This past weekend I had the great honor of baptizing a little girl, welcoming her into the Christian faith. Elizabeth wore a baptismal gown made from her mother’s own wedding dress, a gown her older sister wore at her own baptism. I met many of her aunts and uncles and proud grandparents, and a great great uncle who had come out to see this amazing event.
This past weekend former Vice Presidential candidate Sarah Palin stated, “If I were in charge, [jihadists] would know that waterboarding is how we baptize terrorists.” She spoke at an NRA gathering in Indianapolis and served up red meat to a group raring to eat it. They devoured her words.
Christians around the world are celebrating the great 50 Days of Easter, a time when many are baptized into the faith. Not even a full week into Eastertide, Palin described the joyous rite of new birth as a means of torture for our enemies. Overtones of the Crusades were not hard to miss.
This past Sunday I prayed these words over the water in our font before baptizing Elizabeth: “Now sanctify this water, we pray you, by the power of your Holy Spirit, that those who here are cleansed from sin and born again may continue for ever in the risen life of Jesus Christ our Savior.” Palin took an instrument of bringing life and made it a vehicle for pain.
In his Sermon on the Mount, Jesus taught, “You have heard that it was said, ‘You shall love your neighbor and hate your enemy.’ But I say to you, Love your enemies and pray for those who persecute you, so that you may be children of your Father in heaven.” Love our enemies — the ones who wish us harm — and pray for them. Not wish that we could torture them.
Palin—a professed Christian—can’t imagine praying for her perceived enemies except maybe to pray that they could be brought to the brink mentally and emotionally and give up information.
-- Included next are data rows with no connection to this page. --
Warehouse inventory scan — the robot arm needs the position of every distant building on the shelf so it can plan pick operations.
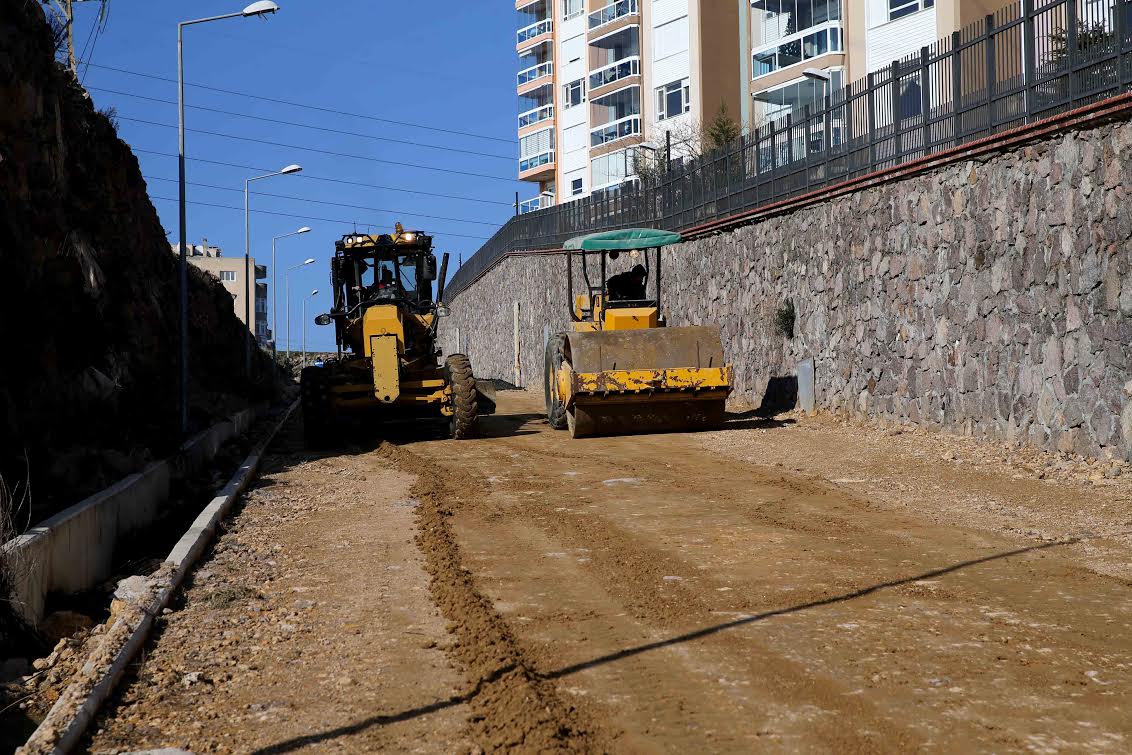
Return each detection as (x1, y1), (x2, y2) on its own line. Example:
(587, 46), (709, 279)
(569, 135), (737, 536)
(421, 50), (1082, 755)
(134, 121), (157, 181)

She certainly can’t imagine showing love.
Fear is at the root of these comments, of course. Fear of another terrorist attack on our country. Fear of possible harm on us. And so these words were spoken to increase the fear, to make us all the more trigger-happy in a society that has too many itchy fingers already.
Interestingly enough, Jesus had some words about who we really need to fear. “Do not fear those who kill the body but cannot kill the soul; rather fear him who can destroy both soul and body in Gehenna [hell].”
I believe that people can experience both heaven and hell in this life, and that God wants us to choose and live in the former. God longs for us to fully participate in a place of love. Fear mongering only pushes us further away from love and the life God intends for us and for our supposed enemies too. One follower of Jesus put it this way in scripture, “There is no fear in love, but perfect love casts out fear; for fear has to do with punishment, and whoever fears has not reached perfection in love.”
Baptism, a sacrament and sign of God’s deep love for us, should never be used as a punchline to promote fear. That kind of fear leads not to life but to death: the death of the soul. A piece of us dies every time we ratchet up the fear, and we move away from the life promised in baptism and closer to Gehenna. I hope we notice it before it’s too late.